Some people always get my name confused... Of course, Kensei is referred to as a swordsmen. Someone who is a master of the sword. In Traditional Japanese, Kensei means literally, "Sword Saint." If you go to a different dialect of Japanese, meaning Okinawan... Ken literally means "Fist." So Kensei in Okinawan means, "Fist Saint or Saint of Fists." So thats my Kensei, The Okinawan meaning. The most ironic thing of all is that after that summer of calling myself Kensei an anime by the name of Kenichi, Histories Strongest Disciple came into view with two characters named Kensei. It sorta made me laugh. Why do all my nicknames have to be anime related? =P

But back to the Kensei topic... It's funny how this came along. I was training at the CKF one day around 2004, and a kid who Sifu let join us that day fought me. The kumite ended at 2 minutes and he won by a few unorthadox moves I've never seen before. Not to mention, he hit hard as if he wasn't wearing gloves. Anywho, we got to talking and he told me about his Goju-ryu Okinawan Karate background and how he admired my spark so he called me, Kensei, for my quick movements and the fact that I told him my views on violence... He never did come back to our studio again. Mostly because of he was looking for something less sporty. Pity since I liked him. He was pretty awesome.

Kensei

1st Training Journal....

I decided to write training entries to remind myself of my progress since I'm pretty forgetful. =P

Training Journal #1

Alright, I've done it. I've been hitting this Mariwaka board for two days straight or so and I busted my hands up pretty bad. It's a normal process but it hurts. LOL. I mean It's bleeding and everything. I guess using my Dit Dat Jow for Wing Chun and Choy Li Fut to deaden my hands before training helped me bypass my pain threshold.

Flexability wise, I need work. I'm going to buy a stretching machine to do full splits sooner or later.

Strength wise, I'm a heavy hitter until I get winded, I need to control my strength and increase my stamina via heavier cardio.

Energy wise, I've been able to control my Chi easier then when I was in Chinese Kenpo. Mostly because of mental conditioning I've been putting myself throuhgh.
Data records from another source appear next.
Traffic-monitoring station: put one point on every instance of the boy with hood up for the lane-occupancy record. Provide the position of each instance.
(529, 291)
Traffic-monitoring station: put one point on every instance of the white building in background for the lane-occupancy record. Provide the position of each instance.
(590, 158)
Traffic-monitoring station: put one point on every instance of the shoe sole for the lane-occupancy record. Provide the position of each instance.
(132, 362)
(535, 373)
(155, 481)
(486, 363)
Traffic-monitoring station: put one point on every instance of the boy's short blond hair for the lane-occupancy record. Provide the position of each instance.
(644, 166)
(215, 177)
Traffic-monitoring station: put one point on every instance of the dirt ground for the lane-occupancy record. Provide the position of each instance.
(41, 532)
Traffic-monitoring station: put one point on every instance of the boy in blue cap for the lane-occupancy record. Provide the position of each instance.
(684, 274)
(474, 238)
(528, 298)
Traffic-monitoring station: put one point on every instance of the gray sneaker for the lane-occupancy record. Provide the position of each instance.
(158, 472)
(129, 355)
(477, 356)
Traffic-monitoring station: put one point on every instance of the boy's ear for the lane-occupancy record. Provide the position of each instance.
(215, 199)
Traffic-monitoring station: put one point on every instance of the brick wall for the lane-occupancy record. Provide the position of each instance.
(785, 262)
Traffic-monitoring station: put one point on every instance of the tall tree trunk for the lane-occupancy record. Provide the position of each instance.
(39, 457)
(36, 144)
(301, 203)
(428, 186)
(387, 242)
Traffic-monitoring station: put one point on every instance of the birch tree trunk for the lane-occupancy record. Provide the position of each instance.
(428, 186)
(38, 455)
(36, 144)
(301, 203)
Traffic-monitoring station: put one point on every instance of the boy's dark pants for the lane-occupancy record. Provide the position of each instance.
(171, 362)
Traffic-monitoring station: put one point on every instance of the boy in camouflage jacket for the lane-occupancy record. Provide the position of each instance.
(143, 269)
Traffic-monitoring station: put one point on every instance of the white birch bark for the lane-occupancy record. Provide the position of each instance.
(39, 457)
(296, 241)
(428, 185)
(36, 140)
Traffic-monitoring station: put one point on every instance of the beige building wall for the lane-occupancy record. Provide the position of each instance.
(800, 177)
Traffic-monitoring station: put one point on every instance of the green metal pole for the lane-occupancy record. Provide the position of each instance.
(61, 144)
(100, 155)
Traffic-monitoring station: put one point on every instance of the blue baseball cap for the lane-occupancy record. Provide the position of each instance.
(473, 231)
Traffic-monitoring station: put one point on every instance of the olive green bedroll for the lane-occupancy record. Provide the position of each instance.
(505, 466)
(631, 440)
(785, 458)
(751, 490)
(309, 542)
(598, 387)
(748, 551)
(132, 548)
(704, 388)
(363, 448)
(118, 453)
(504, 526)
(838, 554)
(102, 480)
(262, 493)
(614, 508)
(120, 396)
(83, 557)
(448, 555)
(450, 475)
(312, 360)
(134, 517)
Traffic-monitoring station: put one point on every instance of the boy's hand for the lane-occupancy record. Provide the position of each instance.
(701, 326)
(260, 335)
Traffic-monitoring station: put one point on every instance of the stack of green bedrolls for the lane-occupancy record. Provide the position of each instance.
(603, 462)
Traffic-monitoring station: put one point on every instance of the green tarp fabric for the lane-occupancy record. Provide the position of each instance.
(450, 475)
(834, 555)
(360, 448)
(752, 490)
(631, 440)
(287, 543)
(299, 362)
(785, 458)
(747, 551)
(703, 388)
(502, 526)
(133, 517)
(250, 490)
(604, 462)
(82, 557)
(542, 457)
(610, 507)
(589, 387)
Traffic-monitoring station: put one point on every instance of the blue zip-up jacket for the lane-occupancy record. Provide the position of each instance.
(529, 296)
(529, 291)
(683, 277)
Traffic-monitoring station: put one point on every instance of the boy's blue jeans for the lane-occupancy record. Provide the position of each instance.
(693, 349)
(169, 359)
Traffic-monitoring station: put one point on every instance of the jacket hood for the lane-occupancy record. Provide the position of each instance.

My punch and kicks have more snap and less hesistation and that is probably a side effect of my mental tweaking.

Body conditioning Via Shinai is working out well. I'm going to get Tucker to help me with heavier hits since I can only hit myself so hard with half the stick. The bruises from last session are already gone but some pain still lingers in my forearm.

Kensei

Saturday, March 6, 2010

New Journal....

New Journal... Best not make the same mistakes with this one.

Today has been a riddling of putting up my new makiwara board, working with it and just general cleaning. Hopefully, the rain will let up tommarrow and monday so I can get some roadwork done and get my cardio in order.

So yeah, I've been staying off Facebook for awhile. It's a complete distraction and I have to recover emotionally and mentally from some experiences that were just too hard on me. Well, it's like they say, what doesn't kill you will make you stronger, right?

But, to tell you the truth, that phrase must be true. I feel a hell of alot better.